Thursday, August 27, 2009

Half-Ironman Bike Workouts?

Just about everyday I receive an email from an athlete who is seeking advice or guidance in some facet, for some sport. Many times it is about training, but sometimes they are looking for a mental recharge and guidance on how to do find the inner desire, but normally the questions are general and they seek advice.

I got an email today from an athlete, and I thought this would be a great venue to share my thoughts on their question with everyone.

"I am training for a half ironman and i want to know what you think is the most beneficial cycling workout one could do. If its a long ride how hard should i go or tempo ride or intervals. What workouts have given you success at the half ironman distance? Thanks a lot

Thanks for the email, Kile. I'll do my best to give you the guidance you're looking for. I wish I could tell you exactly what workouts are perfect and will result in undeniable success, but that's just not the case with training or coaching. Each athlete is so different.

It's very tough to answer because I do not know anything about your athletic history to really know and understand your strengths and weaknesses. I'm also not aware of your goals, and the risk which must be taken in training to accomplish those. If you're trying to win your age-group and grab a rare Kona slot at a half, more risk is required, which could result in injury if not tailored more specifically to you.

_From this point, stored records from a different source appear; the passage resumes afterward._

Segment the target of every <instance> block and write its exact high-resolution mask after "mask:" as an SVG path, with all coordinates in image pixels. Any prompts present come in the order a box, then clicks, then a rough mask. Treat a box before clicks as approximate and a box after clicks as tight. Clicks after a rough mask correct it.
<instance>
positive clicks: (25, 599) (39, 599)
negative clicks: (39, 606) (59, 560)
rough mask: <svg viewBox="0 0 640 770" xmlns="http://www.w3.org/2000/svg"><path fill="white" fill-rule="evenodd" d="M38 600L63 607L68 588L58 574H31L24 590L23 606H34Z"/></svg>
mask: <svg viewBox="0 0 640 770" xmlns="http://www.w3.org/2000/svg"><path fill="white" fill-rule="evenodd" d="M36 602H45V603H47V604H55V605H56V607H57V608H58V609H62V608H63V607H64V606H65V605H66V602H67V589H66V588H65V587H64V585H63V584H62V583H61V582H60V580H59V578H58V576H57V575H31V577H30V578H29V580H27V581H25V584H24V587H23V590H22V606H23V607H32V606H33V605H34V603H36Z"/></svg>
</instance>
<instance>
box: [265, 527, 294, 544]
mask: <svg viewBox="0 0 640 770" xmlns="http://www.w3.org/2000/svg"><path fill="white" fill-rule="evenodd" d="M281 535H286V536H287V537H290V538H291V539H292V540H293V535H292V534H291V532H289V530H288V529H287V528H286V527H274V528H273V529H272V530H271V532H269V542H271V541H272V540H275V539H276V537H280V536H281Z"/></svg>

Even if I gave you a list of key workouts for a half, you might not give yourself enough recovery between workouts to accomplish them with success, or may not have the fitness required to accomplish them, especially if your goal is just to finish or place modestly. This doesn't even take into account the demands of the race course, (elevation, wind, temperature, etc), and the strategies you might employ whether your strength is the swim, bike or run.

However, I can tell you that if you research the race and its demands on you, relative to the goals you have set for yourself at the event, then you will just need to structure your training to meet those demands. For example, we know you will probably be between 2.5 and 3 hours, if you're like most athletes, and therefore you need to be prepared to do a steady state effort of 2.5 to 3 hours in length.

If all you're doing are group rides of 2-3 hours in length where you sit in a pack and/or attack off the front, then you're probably not preparing for the specific demands of a half-ironman.

So what do I suggest? If you had the time, I would suggest preparing the early part of the season for technical improvements in your cycling, (pedal stroke, high cadence work, position, etc), basic aerobic endurance, and then begin to move more specifically to the demands of the half-ironman, assuming it is your A-priority race for the season. This would be done with probably shorter intervals at first, with modest rest periods, moving to longer interval sessions, with possibly less rest periods as well. Once in awhile, and if time permits, I would include some longer steady-state rides as well.

It definitely requires a lot of knowledge about the athlete for the coach to successfully do their job. This is why communication with your coach is important if you have one, and the reason why people hire coaches.

Best of luck Kile, and I hope the general strategy I've laid out helps you accomplish your goals!